Horton et al. performed a secondary analysis of a randomized controlled trial to observe the effects of magnesium sulfate on PPROM. The total group of 1259 women was divided into a cohort that received magnesium sulfate and a placebo group, and no significant differences were observed between the two groups in case of delivery < 48 h (22.2 and 20.7%, p = 0.51), delivery < 7 days (55.4 and 51.4%, p = 0.16). The benefit of magnesium sulphate turns out to be a significant decrease in the rate of IVH (grades 3 or 4) compared with placebo (0.7 vs. 2.2%; odds ratio [OR], 0.31; 95% CI 0.10–0.96) [29]. Romanian guidelines recommend magnesium sulphate in case of spontaneous rupture of membranes < 32 GA, being included in tocolytic medication [30].

The importance of the latency period regarding the delivery is also pointed out by the maternal evolution. A retrospective cohort study conducted by Bendix et al. reported that major maternal complications occurred in 59% of PPROMs between 22–27 GA and 9% in PPROMs of 28–33 GA [31].

A randomized clinical trial conducted by Abdali et al. on a total of 120 patients with PPROM at pregnancy ages between 26 and 32 weeks demonstrates the benefit of progesterone suppositories (400 mg per night) administered until delivery or until 34 GA, compared to a placebo group. The median latent phase was significantly higher in the progesterone group 8.5 days vs. 5 days in the control group in the 28–30th weeks of gestation; the mean birth-weight was significantly higher in the intervention group [32].

5. Conclusions

Expectant management of pregnancies with PPROM can bring a real benefit in terms of the incidence of short-term complications in premature infants. However, we believe that this depends on several important factors, including the gestational age at which the rupture of membranes occurred, as we have shown that latency is higher in young gestational ages. Expectant management brings obvious benefits, especially in the case of GA between 28 and 34. Another factor that influences the benefit of the latency period consists in the medical conduct that is put into practice during this time, and in this case, there is currently no standardized protocol. The benefits of corticosteroid therapy are undeniable, but they can only be achieved if it is associated with proper tocolytic therapy and continuous antibiotic therapy from rupture of membranes to birth, with the change of the antibiotic spectrum.

We consider that pregnancies complicated with PPROM are currently a topic of interest and that more studies need to be conducted on this topic.

6. Limitations of the Study

Although the anamnesis was carried out with meticulousness, the time elapsed from the spontaneous rupture of the membranes to the presentation in the emergency room cannot be certified for sure, this being a subjective aspect but with considerable importance.

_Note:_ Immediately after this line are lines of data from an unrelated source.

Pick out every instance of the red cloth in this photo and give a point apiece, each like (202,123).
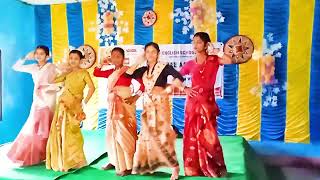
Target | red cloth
(202,152)
(123,80)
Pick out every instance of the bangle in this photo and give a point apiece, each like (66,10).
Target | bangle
(139,93)
(220,54)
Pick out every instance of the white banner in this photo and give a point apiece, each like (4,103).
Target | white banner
(175,54)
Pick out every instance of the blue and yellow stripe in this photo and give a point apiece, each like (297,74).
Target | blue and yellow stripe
(227,122)
(251,20)
(314,92)
(276,17)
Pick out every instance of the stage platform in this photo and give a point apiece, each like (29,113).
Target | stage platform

The protocol for the administration of tocolytics and antibiotics during pregnancy is not standardized in Romania, the authors opting for the combination of orally administered progesterone in case of PPROM, corroborated with 72 h of oxytocin receptor inhibitors, or calcium channel blockers 20 mg at 12 h, or betamimetics, or indomethacin 200 mg/day between 24–28 weeks.

A special mention has to be made regarding the resistance spectrum to usual antibiotics of common germs in states where antibiotherapy is not severely restricted.